L’enrôlement des électeurs pour les élections de 2015 a timidement débuté sur tout le territoire national pour deux semaines (24 novembre -7 décembre 2014), a constaté la synergie des médias burundais.
A Cibitoke au nord ouest du Burundi, en passant par Bubanza, Muyinga et Kirundo au nord, Muramvya et Gitega au centre du Burundi, à Bururi et Rutana au sud du Burundi, de même que dans la mairie de Bujumbura, les électeurs arrivaient à compte-gouttes ce lundi matin.
Jusque vers 11h 30 minutes par exemple à Ruyigi (est du Burundi) il y avait même des sites qui n’avaient pas encore enregistré un seul citoyens.
Que ca soit à Rutana ou à Muramvya ou même dans certains coins de la province Ruyigi, les causes de cette absence devant les sites d’enrôlement sont expliqués en partie par le fait que la journée coïncide avec les jours des marchés.
D’autres qui se sont confiés aux médias depuis ce lundi, croient qu’il y a encore du temps pour se faire enrôlé pour les élections de l’année prochaine.
Mais à Muramvya par exemple, on signale des gens non encore identifiés qui interdiraient aux habitants d’aller se faire enrôlés. Selon Concilie Nibigira, président de l’Uprona, il y a des gens qui sont en train « de perturber le processus » d’enrôlement en disant aux citoyens que le temps n’est pas encore fini alors que l’enrôlement devrait se faire dès les premiers jours.

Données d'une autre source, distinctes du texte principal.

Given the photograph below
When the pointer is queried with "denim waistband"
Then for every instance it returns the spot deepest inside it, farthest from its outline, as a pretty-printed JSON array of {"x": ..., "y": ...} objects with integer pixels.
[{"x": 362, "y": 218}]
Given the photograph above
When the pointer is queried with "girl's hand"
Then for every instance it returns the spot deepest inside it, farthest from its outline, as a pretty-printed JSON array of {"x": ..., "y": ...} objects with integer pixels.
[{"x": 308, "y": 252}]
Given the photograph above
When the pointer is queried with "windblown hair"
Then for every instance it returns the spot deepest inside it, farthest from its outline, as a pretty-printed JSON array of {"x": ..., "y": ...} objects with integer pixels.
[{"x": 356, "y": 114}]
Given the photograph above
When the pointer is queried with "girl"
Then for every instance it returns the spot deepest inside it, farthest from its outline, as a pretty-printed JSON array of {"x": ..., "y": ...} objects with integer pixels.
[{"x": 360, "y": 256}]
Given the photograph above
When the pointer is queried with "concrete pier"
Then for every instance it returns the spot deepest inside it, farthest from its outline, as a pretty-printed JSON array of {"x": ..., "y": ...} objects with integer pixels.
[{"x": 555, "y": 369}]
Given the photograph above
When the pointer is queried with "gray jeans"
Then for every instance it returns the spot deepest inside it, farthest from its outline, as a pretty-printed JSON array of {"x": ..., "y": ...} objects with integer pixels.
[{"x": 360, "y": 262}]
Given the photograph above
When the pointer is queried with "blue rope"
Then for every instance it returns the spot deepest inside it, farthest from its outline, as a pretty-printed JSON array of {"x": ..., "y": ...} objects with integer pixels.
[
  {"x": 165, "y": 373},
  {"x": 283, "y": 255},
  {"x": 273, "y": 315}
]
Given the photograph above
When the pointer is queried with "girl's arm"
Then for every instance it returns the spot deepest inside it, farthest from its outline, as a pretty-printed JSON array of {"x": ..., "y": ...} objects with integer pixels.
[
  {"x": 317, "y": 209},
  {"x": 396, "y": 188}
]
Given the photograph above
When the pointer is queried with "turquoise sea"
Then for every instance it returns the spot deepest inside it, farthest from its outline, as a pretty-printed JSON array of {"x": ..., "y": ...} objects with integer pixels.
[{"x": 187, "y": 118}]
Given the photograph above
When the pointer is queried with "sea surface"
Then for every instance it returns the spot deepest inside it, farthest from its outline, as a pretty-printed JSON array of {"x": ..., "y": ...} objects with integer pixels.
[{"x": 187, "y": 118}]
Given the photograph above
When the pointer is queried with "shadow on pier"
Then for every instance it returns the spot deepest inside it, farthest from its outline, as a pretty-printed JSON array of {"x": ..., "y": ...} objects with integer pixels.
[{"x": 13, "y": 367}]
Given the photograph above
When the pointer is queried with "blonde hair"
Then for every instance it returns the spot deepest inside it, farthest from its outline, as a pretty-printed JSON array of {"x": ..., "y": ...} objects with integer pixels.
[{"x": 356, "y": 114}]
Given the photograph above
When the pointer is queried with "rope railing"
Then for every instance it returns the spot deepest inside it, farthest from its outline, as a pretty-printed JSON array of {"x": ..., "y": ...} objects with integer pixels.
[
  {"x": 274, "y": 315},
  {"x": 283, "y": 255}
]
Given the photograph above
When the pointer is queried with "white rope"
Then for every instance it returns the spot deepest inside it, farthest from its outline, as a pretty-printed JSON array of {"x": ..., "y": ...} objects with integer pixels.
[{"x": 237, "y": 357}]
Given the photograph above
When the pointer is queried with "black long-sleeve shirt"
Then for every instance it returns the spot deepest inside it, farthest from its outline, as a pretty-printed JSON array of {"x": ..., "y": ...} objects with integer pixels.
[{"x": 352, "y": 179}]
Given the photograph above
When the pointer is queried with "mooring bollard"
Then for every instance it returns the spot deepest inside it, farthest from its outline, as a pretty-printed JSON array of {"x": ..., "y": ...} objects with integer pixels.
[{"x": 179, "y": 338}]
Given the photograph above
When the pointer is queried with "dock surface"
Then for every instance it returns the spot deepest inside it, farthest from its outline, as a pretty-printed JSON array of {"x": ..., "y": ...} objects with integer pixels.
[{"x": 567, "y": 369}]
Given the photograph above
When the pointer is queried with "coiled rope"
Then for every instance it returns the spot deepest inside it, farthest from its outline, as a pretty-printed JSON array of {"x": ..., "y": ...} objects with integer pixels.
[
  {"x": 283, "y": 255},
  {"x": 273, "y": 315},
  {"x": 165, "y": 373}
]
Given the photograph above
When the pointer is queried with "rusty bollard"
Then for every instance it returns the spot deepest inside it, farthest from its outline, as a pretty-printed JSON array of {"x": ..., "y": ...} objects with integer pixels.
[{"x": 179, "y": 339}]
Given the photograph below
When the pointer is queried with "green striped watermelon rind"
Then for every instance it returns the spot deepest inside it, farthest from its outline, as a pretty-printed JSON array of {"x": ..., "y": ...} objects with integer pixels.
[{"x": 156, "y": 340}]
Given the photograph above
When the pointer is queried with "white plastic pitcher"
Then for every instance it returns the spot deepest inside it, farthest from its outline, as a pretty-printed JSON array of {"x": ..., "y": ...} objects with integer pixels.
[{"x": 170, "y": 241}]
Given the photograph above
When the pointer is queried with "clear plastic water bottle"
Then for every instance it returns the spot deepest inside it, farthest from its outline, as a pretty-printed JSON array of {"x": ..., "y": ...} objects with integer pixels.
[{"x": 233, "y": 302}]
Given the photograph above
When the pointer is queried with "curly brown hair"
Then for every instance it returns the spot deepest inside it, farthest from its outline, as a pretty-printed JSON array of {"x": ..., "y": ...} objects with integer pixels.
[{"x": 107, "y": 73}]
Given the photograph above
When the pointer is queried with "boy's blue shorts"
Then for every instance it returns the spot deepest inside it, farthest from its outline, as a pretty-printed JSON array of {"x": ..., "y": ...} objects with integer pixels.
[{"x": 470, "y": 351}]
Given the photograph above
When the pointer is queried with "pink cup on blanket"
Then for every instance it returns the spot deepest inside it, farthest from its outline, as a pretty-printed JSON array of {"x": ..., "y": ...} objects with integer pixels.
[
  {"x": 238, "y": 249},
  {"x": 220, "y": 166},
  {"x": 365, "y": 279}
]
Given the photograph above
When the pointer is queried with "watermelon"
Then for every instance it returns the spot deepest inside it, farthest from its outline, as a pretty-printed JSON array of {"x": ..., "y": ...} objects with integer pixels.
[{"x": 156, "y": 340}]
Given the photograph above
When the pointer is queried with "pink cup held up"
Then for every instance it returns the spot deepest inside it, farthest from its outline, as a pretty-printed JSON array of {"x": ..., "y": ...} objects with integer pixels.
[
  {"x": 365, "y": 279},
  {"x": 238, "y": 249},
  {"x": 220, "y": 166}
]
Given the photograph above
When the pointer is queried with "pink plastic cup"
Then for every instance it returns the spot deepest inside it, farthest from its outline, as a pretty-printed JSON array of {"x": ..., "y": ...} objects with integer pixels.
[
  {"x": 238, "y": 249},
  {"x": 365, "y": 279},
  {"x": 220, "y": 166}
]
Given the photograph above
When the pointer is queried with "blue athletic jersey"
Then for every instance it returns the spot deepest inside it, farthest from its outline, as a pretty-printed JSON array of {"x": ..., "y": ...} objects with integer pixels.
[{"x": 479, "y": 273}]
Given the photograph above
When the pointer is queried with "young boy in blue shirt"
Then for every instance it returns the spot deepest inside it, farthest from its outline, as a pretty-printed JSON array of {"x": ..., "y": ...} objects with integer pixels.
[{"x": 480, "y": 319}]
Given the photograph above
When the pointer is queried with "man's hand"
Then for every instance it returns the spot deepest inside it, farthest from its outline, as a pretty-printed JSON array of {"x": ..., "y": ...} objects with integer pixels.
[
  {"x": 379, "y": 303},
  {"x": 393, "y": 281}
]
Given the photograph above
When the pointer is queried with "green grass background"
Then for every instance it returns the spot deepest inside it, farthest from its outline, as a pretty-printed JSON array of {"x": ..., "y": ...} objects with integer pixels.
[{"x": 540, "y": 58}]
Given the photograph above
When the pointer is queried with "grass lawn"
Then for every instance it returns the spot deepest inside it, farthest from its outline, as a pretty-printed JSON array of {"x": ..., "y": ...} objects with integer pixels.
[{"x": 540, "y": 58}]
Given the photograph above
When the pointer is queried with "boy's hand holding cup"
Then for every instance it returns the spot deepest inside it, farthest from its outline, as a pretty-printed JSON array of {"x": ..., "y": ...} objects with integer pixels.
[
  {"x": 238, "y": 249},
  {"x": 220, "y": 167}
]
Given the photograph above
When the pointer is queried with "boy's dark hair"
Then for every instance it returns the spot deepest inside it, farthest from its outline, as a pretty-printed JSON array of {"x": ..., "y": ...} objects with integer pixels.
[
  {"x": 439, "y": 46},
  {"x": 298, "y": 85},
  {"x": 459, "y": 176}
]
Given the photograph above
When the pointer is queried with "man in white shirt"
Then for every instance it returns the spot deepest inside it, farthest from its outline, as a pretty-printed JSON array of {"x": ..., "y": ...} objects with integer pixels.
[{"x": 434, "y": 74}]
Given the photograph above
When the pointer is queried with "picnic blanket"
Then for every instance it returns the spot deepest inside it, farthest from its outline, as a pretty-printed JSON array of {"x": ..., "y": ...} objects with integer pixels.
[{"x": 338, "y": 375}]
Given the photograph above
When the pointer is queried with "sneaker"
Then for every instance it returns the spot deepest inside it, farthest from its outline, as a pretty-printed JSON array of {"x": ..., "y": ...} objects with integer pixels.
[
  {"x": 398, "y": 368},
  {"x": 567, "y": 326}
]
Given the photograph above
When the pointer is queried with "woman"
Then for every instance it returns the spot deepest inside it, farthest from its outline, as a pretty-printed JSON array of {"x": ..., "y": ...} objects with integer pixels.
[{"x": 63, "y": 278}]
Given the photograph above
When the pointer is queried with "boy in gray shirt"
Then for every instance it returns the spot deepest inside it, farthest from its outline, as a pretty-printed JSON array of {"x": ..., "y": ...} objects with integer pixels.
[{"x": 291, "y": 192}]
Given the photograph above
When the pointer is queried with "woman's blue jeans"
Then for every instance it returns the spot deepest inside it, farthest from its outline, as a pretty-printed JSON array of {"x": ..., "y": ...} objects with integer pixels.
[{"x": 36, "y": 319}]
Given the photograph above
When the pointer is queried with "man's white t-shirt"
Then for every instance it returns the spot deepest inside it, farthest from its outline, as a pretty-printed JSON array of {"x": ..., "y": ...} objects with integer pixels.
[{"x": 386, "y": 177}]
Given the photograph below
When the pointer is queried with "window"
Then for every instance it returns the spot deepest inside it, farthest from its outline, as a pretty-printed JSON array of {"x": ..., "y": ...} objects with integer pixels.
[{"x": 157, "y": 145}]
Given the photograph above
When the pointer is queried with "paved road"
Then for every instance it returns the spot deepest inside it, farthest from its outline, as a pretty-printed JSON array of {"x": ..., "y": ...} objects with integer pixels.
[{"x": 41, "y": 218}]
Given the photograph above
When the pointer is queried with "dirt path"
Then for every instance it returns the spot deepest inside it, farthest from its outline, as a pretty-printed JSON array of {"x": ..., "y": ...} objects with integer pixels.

La présidente de la Cosome, une plate forme de la société civile burundaise de Monitoring des élections Justine Nkurunziza se montre inquiète que dans la commune de Cibitoke en mairie de Bujumbura, un jeune homme connu comme « membre de la ligue des jeunes du parti au pouvoir » a essayé d’intimider les membres de l’équipe qui faisait son travail d’enrôler les électeurs pour des raisons non encore identifiées.
A Musaga, mairie de Bujumbura (centre Wallis) on parle des listes qui ont été annulées par ce que les chargés d’enrôlement se sont simplement trompé de numérotations.
{{Des appels à l’enrôlement}}
Les appels fussent de partout en faveur de l’enrôlement. D’abord le président du Cnddfdd, Pascal Nyabenda qui appelle, depuis Bubanza, à Musenyi aux personnes âgées de plus de 18 ans de se présenter aux sites d’enrôlement pour avoir leur nom enregistré pour le rendez-vous de 2015.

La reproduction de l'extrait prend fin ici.